Repost from The Contra Costa Times
Berkeley Rent Board opposes crude oil transports by rail through cityBy Tom Lochner, 12/16/2014
BERKELEY — The city’s Rent Stabilization Board added its voice to a growing body of opposition to crude oil trains rolling through the East Bay this week, warning that derailments could trigger explosions that could damage affordable rental housing stock as well as schools, health care agencies and businesses.
“An accident is not a question of if, but when and where,” board member John Selawsky said before voting to support a resolution co-sponsored by Alejandro Soto-Vigil, James Chang, Paola Laverde-Levine and vice Chairwoman Katherine Harr opposing a plan by Phillips 66 to ship crude oil by rail from outside the state to its Santa Maria refinery in San Luis Obispo County.
Phillips 66 has said it is confident that environmental and public safety issues raised by the project will be addressed in accordance with the California Environmental Quality Act. The company also noted that railroads are federally regulated.
The trains, some 250 a year, each with 80 tank cars, would take several possible routes to Santa Maria, from the south through the Los Angeles basin or from the north via Sacramento, Martinez and along the shore of San Pablo and San Francisco bays through San Jose to the Central Coast, according to a revised draft environmental impact report under review by San Luis Obispo County. An alternate route could go through Stockton and Martinez and down the East Bay shore; yet another, through Stockton and San Jose via the Altamont Pass.

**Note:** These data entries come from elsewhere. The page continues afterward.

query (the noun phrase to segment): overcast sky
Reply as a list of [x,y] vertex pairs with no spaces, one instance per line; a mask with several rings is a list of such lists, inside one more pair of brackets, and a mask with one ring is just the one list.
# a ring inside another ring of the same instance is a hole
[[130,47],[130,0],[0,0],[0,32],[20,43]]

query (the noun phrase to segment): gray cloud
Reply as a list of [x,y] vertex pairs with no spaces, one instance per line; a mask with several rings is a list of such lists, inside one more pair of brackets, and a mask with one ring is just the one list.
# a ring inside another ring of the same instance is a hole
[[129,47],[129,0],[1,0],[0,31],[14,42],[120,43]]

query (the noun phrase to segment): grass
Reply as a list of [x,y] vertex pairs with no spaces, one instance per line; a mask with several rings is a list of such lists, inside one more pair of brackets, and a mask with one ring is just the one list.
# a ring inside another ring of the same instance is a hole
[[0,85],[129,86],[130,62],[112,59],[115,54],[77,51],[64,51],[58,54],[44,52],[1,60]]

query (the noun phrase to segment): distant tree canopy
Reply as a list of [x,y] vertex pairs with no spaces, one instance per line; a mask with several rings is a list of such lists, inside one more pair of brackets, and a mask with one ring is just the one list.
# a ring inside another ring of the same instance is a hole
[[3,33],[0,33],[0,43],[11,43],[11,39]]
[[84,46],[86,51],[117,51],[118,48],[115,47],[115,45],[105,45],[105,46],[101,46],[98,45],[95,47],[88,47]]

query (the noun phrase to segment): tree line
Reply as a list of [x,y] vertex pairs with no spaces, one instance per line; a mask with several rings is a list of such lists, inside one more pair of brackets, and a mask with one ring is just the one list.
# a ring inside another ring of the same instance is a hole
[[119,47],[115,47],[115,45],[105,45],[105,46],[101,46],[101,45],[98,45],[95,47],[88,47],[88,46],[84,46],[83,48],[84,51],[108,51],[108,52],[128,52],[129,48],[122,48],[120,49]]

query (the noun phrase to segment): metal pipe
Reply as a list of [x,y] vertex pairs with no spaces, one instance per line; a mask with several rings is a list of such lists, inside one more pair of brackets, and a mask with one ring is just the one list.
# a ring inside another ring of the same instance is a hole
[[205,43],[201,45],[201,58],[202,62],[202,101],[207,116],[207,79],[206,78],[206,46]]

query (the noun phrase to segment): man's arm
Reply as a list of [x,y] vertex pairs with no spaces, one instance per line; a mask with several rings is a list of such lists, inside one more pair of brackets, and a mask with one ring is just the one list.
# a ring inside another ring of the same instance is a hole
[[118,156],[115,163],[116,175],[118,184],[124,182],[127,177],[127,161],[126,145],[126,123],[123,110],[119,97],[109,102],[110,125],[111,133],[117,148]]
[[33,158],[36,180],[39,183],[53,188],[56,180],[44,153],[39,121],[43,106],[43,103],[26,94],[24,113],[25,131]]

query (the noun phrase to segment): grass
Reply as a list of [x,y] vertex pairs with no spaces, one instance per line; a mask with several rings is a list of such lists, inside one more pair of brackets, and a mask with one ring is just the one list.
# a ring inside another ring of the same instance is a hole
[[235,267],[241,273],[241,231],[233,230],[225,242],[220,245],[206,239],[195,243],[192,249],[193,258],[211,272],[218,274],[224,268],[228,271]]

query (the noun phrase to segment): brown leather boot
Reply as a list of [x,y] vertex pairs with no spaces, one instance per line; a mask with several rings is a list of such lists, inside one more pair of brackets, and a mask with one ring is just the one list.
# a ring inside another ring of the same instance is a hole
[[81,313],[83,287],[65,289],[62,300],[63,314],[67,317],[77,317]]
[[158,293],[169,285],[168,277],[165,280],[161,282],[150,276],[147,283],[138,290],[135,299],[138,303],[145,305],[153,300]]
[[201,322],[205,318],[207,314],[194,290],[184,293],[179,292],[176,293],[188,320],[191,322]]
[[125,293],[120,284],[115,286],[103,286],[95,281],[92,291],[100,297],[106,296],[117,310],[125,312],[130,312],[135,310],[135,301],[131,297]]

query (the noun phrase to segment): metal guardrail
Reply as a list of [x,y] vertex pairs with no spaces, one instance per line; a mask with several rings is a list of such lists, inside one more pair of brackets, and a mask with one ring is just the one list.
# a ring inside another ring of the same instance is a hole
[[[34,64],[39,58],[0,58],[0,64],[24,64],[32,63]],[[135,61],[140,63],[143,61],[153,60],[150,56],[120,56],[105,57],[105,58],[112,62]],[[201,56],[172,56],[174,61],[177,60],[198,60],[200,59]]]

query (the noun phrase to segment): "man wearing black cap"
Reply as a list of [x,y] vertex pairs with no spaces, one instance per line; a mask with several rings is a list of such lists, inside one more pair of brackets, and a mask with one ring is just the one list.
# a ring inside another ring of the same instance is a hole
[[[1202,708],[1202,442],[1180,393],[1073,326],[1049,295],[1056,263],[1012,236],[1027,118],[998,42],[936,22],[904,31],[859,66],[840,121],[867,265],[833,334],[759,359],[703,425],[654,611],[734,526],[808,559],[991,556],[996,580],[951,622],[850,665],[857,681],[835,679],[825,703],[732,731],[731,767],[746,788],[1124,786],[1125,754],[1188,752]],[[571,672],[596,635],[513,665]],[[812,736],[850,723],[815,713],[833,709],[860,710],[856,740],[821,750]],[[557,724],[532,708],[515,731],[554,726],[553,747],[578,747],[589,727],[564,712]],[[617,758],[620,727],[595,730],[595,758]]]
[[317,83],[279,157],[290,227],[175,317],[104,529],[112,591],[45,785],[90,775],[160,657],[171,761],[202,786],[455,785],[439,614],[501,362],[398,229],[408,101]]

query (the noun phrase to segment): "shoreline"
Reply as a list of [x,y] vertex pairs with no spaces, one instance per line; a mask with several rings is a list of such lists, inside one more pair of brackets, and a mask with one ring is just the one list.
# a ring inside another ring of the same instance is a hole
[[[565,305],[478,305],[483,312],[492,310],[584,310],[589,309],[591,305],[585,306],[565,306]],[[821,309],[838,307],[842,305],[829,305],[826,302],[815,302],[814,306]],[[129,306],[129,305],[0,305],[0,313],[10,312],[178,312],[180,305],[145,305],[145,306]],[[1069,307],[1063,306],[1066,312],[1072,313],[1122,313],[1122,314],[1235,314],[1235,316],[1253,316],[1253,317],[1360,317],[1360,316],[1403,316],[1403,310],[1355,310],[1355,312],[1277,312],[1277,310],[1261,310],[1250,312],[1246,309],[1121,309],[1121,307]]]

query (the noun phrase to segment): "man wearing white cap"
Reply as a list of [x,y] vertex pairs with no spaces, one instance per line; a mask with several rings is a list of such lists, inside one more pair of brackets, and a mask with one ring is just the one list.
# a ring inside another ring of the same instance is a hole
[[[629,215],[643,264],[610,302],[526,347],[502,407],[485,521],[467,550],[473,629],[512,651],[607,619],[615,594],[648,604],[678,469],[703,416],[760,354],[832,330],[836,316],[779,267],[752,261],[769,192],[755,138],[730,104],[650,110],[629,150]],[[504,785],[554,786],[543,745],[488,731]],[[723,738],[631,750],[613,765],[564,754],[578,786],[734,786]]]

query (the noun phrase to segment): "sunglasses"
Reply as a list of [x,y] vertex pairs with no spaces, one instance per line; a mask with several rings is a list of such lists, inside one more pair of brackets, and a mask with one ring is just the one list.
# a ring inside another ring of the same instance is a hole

Tuesday’s vote was 8-0 with one abstention, by Judy Shelton, who said she firmly opposes transporting crude oil by rail through Berkeley, but questioned whether the rent board is the proper vehicle for that opposition.
Soto-Vigil noted that the rent board is a body separate from the City Council, and its own legal entity.
“Our mission is to preserve our rental housing stock,” he said.
Chang noted that the council already is on record opposing the project. In March, the council unanimously declared opposition to the transport of crude oil by rail through East Bay cities. And in November, the council signed on to comments to the DEIR by a group of environmental organizations opposing the Phillips 66 project.